The exact same setup is working fine on a classic intel server, but on ARM it seems mono-SSH is not working well…
I tried to debug and I’m also stuck with these logs on my debug ssh server:
ebug1: Server will not fork when running in debugging mode.
debug1: rexec start in 5 out 5 newsock 5 pipe -1 sock 8
debug1: sshd version OpenSSH_7.4, OpenSSL 1.0.2u-fips 20 Dec 2019
debug1: get user realname admin => admin
debug1: private host key #0: ssh-rsa SHA256:FDpflOXXXXXthuf1p18
debug1: private host key #1: ssh-dss SHA256:S1xwDdbXXXXX1eMcihO0
debug1: private host key #2: ecdsa-sha2-nistp256 SHA256:s2XjKTKXXXh4MHYrEfEwio
debug1: private host key #3: ssh-ed25519 SHA256:uWwDoXXXCXAfT++llZP1vzSrQ
debug1: inetd sockets after dupping: 3, 3
Connection from 192.168.0.x port 4xx54 on 192.168.0.x port 4455
debug1: Client protocol version 2.0; client software version Renci.SshNet.SshClient.0.0.1
debug1: no match: Renci.SshNet.SshClient.0.0.1
debug1: Local version string SSH-2.0-OpenSSH_7.4
debug1: Enabling compatibility mode for protocol 2.0
debug1: permanently_set_uid: 1024/100 [preauth]
debug1: ssh_sandbox_child: prctl(PR_SET_SECCOMP): Invalid argument [preauth]
debug1: list_hostkey_types: ssh-rsa,rsa-sha2-512,rsa-sha2-256,ecdsa-sha2-nistp256,ssh-ed25519 [preauth]
debug1: SSH2_MSG_KEXINIT sent [preauth]
debug1: SSH2_MSG_KEXINIT received [preauth]
debug1: kex: algorithm: diffie-hellman-group-exchange-sha256 [preauth]
debug1: kex: host key algorithm: ssh-rsa [preauth]
debug1: kex: client->server cipher: aes256-ctr MAC: hmac-sha1 compression: none [preauth]
debug1: kex: server->client cipher: aes256-ctr MAC: hmac-sha1 compression: none [preauth]
debug1: expecting SSH2_MSG_KEX_DH_GEX_REQUEST [preauth]
debug1: SSH2_MSG_KEX_DH_GEX_REQUEST received [preauth]
WARNING: could not open /etc/ssh/moduli (No such file or directory), using fixed modulus
debug1: SSH2_MSG_KEX_DH_GEX_GROUP sent [preauth]
debug1: expecting SSH2_MSG_KEX_DH_GEX_INIT [preauth]
debug1: rekey after 4294967296 blocks [preauth]
debug1: SSH2_MSG_NEWKEYS sent [preauth]
debug1: expecting SSH2_MSG_NEWKEYS [preauth]
debug1: SSH2_MSG_NEWKEYS received [preauth]
debug1: rekey after 4294967296 blocks [preauth]
debug1: KEX done [preauth]
I am available if someone wants to understand what happens.
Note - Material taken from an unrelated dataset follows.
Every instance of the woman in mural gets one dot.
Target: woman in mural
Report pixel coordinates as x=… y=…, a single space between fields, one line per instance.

Like it’s said before, connecting from SSH CLI is working fine and is very fast…
Welcome to the forum @quentindavid
Looking at Duplicati’s third-party SSH.NET data with Wireshark (with help from OpenSSH moduli) saw
DH GEX Number of Bits: 1024
Increase the Secure Shell Minimum Recommended Diffie-Hellman Modulus Size to 2048 Bits says 1024 bits can be broken using sufficient computing resources. Your RPi might be at the other end of the scale, possibly unable to process that fixed modulus in a timely fashion, whereas your Intel server can handle it.
I think the moduli file is commonly pregenerated, so if you have another system you could try copying one.
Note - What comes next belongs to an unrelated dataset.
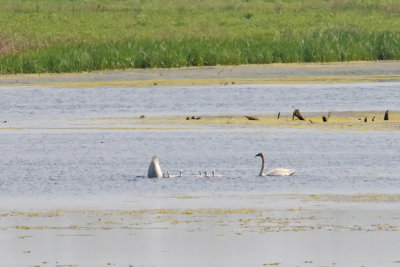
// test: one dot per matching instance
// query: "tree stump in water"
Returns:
(296, 113)
(386, 118)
There was also an SSH.NET bug, but if by Beta and Canary you mean current, the change should be in it. Whether or not the change was meant to solve this missing-moduli issue is unknown, but maybe it didn’t.
Understand debug messages from sshd [closed] might also help. Did RPi ever close? Did Intel continue?
Cannot connect via SSH (Failed to connect: Session operation has timed out) has more speculation on it.
Hi @ts678 ! Thanks for your help. Maybe it would be a good thing to pre-generate the moduli file within Duplicati, as it’s done using the regular ssh command ? It would solve the problem if I’ve correctly understood ?
Nobody knows if problem is understood. Please do a test.
There’s no requirement for SSH commands on the Duplicati side, and moduli file on SSH server side.
Ok I’m sorry I did not understand.
Actually, I generated the moduli file on the SFTP server and now it’s working correctly from my Raspberry Pi 3B+, so thanks for your help !!